A literatura atual cada vez mais recomenda a ATIO como tratamento de primeira linha nas FUP complexas em idosos, com critérios cirúrgicos, quando a osteossíntese não está indicada8-11. A ATIO também é cada vez mais recomendada enquanto tratamento de regaste, quando os tratamentos primários falharam19-21, reconhecendo-se também a importância da modularidade protésica para cirurgias de revisão22.
As complicações registadas foram as complicações previstas em qualquer artroplastia do ombro, no entanto não foram registadas complicações de envolvimento vasculo-nervoso16.
No estudo comparativo dos resultados funcionais em doentes submetidos a HA versus ATIO, a melhor pontuação registou-se para a ATIO, mas apenas com significado estatístico para o score ASES (p<0,05). Estes dados vão ao encontro aos da literatura, que refere que a ATIO permite melhores resultados funcionais quando comparada com HA8-11. Os resultados obtidos pela avaliação ASES vão ao encontro dos resultados encontrados por outros estudos, nomeadamente 64,14 pontos descritos no trabalho publicado por Horneff et al.33, 66 pontos no trabalho desenvolvido por Wagner et al.34, 59 pontos no artigo publicado em 2017 Holschen et al. e 65,3 pontos noutro artigo publicado pela mesma equipa35,36. Relativamente à avaliação CSS, os resultados encontrados vão desde 57 e 45% no estudo desenvolvido por Lignel et al.37, 63% no artigo publicado por Holschen et al., 52,9% na publicação de Giardella et al.38 a 73% no estudo efetuado por 39. O presente estudo não conseguiu aferir sobre a influência do intervalo de tempo desde o diagnóstico da FUP até à cirurgia, nos resultados funcionais. O estudo comparativo das pontuações dos scores funcionais entre doentes operados precocemente e tardiamente não foi estatisticamente significativo (p>0,05). O facto da amostra deste estudo ser relativamente pequena e 5 dos casos terem sido implantes realizados como tratamento de resgate podem ter influenciado negativamente este estudo comparativo.
CONCLUSÃO
O presente estudo conclui que as FUP com critérios cirúrgicos são típicas da população envelhecida e com mau stock ósseo.

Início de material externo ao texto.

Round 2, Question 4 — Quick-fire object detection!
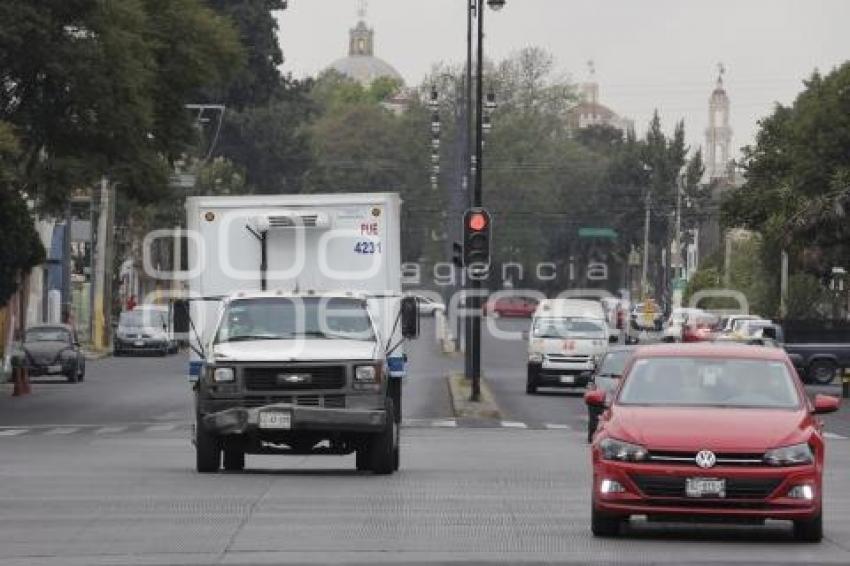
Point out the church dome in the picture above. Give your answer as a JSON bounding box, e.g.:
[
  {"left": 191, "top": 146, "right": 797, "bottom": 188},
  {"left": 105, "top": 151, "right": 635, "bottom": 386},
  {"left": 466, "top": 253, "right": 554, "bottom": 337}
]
[
  {"left": 328, "top": 55, "right": 403, "bottom": 85},
  {"left": 328, "top": 17, "right": 404, "bottom": 86}
]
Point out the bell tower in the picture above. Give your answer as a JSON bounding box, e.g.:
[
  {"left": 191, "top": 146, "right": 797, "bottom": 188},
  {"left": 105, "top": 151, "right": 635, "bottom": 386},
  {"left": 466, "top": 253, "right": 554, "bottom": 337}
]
[
  {"left": 348, "top": 0, "right": 375, "bottom": 57},
  {"left": 705, "top": 63, "right": 732, "bottom": 181}
]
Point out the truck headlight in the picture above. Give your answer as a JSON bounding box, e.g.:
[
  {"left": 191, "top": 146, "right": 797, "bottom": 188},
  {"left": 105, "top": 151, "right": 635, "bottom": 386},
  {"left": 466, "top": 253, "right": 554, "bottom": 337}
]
[
  {"left": 213, "top": 368, "right": 236, "bottom": 383},
  {"left": 764, "top": 442, "right": 815, "bottom": 466},
  {"left": 599, "top": 437, "right": 649, "bottom": 462}
]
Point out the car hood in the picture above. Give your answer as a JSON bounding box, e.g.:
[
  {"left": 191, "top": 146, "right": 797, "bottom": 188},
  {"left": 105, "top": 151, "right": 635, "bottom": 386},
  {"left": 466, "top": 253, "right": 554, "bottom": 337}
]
[
  {"left": 606, "top": 405, "right": 811, "bottom": 452},
  {"left": 213, "top": 339, "right": 380, "bottom": 362}
]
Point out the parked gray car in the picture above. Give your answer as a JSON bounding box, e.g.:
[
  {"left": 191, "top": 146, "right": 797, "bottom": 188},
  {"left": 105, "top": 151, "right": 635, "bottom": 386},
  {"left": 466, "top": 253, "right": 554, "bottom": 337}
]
[{"left": 13, "top": 324, "right": 86, "bottom": 383}]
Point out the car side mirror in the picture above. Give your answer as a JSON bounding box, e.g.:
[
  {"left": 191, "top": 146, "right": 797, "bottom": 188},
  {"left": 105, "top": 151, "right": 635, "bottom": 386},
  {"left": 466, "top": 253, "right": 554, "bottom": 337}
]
[
  {"left": 814, "top": 395, "right": 841, "bottom": 415},
  {"left": 401, "top": 297, "right": 419, "bottom": 339},
  {"left": 584, "top": 389, "right": 606, "bottom": 408}
]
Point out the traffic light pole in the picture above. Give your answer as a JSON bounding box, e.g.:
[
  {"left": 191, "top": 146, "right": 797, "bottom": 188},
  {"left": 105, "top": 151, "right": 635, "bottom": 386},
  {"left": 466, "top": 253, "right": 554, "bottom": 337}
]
[{"left": 467, "top": 0, "right": 486, "bottom": 401}]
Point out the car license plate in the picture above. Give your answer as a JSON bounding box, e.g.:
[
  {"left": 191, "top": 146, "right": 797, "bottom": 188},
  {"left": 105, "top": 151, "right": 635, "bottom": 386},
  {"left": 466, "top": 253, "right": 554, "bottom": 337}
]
[
  {"left": 685, "top": 478, "right": 726, "bottom": 497},
  {"left": 260, "top": 411, "right": 292, "bottom": 430}
]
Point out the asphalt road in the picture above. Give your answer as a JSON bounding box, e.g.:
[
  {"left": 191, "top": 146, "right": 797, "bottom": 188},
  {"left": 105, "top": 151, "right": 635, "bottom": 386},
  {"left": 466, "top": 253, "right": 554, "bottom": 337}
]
[{"left": 0, "top": 321, "right": 850, "bottom": 566}]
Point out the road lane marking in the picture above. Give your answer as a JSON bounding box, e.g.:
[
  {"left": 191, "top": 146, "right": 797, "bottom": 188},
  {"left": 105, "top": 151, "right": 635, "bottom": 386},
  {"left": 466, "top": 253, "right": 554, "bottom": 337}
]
[
  {"left": 94, "top": 426, "right": 127, "bottom": 434},
  {"left": 44, "top": 427, "right": 80, "bottom": 435},
  {"left": 145, "top": 424, "right": 177, "bottom": 432},
  {"left": 0, "top": 428, "right": 29, "bottom": 436}
]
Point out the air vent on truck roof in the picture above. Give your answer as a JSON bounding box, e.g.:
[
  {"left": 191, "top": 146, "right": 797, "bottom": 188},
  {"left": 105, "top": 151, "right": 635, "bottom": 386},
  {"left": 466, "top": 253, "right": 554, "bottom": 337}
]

Para FUP complexas e em idosos, sem critérios para osteossíntese, este estudo conclui que a ATIO parece ser a melhor opção enquanto tratamento de primeira linha em FUP com critérios cirúrgicos e que esta permite ao doente melhor funcionalidade pós-operatória, no que respeita ao score ASES.

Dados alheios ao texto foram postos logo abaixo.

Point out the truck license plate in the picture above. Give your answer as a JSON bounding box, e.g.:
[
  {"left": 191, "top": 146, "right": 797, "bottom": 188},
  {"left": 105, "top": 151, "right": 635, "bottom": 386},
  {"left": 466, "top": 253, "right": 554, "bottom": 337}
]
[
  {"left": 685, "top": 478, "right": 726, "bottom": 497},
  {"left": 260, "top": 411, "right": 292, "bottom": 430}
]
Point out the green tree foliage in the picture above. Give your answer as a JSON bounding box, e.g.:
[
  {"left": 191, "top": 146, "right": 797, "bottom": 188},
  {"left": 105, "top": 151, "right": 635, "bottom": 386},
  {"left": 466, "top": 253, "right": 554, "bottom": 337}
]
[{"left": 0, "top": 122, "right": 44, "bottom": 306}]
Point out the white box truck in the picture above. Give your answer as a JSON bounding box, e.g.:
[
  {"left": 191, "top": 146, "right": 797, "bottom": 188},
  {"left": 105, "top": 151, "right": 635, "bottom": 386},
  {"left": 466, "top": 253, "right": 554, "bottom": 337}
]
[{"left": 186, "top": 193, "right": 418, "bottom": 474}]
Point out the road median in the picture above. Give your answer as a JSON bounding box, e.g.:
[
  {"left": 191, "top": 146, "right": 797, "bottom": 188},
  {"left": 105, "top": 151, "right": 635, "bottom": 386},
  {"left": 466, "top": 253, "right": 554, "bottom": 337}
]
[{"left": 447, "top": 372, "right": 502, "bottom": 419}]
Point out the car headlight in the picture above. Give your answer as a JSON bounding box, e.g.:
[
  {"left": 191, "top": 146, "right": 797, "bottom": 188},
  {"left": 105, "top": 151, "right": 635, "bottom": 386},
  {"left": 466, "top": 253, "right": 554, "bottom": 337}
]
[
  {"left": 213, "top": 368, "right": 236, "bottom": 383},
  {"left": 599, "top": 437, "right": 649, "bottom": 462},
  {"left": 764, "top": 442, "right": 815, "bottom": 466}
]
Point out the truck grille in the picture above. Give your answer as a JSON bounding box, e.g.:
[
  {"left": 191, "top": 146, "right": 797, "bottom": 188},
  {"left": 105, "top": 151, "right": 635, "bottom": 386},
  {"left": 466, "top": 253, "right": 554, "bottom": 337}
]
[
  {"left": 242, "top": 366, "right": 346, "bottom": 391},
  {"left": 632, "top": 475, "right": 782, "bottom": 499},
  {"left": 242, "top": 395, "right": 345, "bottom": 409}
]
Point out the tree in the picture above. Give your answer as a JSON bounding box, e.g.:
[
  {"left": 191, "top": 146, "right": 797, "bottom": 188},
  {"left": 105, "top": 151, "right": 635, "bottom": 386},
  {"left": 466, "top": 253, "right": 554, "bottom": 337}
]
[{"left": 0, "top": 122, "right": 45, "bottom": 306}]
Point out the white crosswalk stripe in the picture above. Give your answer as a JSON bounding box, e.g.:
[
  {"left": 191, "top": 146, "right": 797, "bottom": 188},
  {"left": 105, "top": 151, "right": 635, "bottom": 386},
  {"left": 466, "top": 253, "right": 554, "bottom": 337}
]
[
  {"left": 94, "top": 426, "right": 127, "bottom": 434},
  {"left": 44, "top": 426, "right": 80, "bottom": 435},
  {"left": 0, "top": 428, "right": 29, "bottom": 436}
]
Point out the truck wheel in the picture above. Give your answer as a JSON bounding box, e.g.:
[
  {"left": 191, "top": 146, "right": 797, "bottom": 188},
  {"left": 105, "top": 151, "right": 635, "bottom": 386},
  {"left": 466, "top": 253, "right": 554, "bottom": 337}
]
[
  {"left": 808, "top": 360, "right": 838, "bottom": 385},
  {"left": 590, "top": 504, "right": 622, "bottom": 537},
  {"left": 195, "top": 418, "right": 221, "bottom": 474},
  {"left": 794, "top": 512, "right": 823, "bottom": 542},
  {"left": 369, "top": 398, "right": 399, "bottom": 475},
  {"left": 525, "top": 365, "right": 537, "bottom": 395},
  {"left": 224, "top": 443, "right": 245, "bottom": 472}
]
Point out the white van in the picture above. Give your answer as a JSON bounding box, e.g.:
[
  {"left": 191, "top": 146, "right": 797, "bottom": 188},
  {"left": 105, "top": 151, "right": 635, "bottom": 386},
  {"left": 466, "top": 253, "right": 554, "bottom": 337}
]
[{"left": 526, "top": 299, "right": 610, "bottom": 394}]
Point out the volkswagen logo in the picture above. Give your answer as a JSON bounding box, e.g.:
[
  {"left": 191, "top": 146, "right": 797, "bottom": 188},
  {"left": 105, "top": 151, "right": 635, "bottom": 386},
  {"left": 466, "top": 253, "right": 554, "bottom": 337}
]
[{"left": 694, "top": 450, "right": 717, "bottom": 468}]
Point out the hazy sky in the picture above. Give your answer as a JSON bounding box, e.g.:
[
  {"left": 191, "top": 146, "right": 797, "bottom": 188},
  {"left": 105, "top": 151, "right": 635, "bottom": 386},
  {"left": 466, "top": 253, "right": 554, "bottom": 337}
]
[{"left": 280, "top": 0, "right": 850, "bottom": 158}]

Também se pode concluir que a modularidade protésica é uma mais-valia nas cirurgias de revisão, tornando este procedimento intrinsecamente mais exigente, mais seguro e mais simples.

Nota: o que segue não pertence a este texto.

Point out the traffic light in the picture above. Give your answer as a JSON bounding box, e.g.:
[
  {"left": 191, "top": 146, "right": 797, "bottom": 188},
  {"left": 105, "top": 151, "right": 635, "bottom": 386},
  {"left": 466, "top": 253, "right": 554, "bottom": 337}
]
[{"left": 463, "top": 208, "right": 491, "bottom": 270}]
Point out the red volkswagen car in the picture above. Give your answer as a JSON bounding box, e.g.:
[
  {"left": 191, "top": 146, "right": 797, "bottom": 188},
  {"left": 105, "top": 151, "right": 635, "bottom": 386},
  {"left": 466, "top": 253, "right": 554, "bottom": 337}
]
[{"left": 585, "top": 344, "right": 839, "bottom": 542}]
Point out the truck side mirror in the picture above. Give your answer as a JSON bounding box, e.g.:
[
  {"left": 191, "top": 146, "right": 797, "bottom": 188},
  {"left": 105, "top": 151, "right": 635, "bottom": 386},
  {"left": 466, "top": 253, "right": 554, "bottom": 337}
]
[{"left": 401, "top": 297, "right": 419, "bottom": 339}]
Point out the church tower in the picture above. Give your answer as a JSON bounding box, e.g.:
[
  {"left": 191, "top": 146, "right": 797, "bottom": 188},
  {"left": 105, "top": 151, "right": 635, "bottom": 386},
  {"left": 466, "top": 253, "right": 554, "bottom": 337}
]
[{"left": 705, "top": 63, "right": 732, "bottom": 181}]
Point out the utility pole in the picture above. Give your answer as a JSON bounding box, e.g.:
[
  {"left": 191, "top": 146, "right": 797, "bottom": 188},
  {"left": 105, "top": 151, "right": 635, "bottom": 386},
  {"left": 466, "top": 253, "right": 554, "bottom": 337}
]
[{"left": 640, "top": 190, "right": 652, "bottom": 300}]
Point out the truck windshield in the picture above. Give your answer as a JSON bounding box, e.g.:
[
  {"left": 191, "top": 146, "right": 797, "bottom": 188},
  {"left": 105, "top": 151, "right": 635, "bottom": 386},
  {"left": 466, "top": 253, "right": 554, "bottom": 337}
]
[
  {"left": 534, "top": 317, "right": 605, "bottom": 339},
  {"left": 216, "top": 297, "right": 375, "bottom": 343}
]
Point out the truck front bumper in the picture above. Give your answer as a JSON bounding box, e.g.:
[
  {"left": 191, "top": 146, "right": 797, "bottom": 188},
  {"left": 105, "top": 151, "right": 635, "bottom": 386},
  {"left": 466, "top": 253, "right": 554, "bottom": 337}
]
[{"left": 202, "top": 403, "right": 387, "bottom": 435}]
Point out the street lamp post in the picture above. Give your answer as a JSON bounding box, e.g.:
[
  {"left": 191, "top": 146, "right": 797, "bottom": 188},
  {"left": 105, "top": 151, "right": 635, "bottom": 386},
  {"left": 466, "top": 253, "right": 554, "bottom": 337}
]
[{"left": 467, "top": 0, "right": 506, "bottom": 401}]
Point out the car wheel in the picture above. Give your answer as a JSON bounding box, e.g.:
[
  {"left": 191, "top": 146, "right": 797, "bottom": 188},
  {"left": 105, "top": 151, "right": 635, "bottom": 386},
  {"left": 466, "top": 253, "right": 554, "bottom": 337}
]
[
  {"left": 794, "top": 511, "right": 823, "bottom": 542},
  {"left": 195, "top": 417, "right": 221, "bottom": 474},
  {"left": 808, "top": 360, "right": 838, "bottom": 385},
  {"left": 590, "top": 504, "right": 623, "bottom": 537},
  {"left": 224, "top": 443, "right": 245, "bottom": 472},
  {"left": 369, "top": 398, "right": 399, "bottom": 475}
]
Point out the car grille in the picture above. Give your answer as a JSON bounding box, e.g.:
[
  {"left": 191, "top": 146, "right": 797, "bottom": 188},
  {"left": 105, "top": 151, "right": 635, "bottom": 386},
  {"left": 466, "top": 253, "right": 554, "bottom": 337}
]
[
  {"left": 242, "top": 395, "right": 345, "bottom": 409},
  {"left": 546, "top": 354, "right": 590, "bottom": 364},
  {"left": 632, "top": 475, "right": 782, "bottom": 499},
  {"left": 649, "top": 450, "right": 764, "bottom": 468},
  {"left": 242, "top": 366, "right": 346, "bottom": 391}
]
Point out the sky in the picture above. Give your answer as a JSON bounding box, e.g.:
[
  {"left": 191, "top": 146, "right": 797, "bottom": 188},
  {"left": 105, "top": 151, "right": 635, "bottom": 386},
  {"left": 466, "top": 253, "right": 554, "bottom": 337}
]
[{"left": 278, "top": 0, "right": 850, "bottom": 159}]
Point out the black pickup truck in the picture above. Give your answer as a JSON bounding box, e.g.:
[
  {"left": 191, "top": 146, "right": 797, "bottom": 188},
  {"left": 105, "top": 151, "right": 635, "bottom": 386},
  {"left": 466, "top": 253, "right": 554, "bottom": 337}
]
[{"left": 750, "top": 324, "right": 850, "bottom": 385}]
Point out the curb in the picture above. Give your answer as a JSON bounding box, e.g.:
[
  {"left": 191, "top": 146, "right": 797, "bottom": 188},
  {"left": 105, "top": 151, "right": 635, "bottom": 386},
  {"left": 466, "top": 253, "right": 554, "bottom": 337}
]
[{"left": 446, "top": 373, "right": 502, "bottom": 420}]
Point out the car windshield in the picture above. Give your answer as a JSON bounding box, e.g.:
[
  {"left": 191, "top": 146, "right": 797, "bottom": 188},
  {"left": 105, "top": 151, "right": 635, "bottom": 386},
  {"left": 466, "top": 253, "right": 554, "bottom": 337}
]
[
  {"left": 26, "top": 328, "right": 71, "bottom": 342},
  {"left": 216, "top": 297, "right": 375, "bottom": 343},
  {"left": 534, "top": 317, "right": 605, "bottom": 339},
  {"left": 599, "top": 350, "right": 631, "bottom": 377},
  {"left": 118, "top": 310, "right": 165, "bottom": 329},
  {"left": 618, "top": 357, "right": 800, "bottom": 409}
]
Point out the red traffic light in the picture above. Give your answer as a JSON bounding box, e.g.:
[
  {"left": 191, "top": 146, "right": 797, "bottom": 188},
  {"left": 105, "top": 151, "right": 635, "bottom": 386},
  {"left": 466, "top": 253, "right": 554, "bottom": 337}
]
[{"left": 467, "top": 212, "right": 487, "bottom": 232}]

Assim sendo, apesar curta experiência e de se apresentar uma pequena amostra de casos, podemos deduzir que se apresentam boas práticas no que respeita ao tratamento oferecido e que são seguidas as recomendações internacionais mais atuais.
Em termos de limitações do presente estudo pode-se indicar o reduzido tamanho da amostra, o tempo de follow-up relativamente curto, os contextos e experiências diferentes da equipa de reabilitação e a tipologia das próteses utilizadas, que não era homogénea.
Para o futuro sugere-se que se alargue o tempo de follow up, a criação de uma equipa de intervenção e reabilitação específicas e a melhoria do modelo do implante.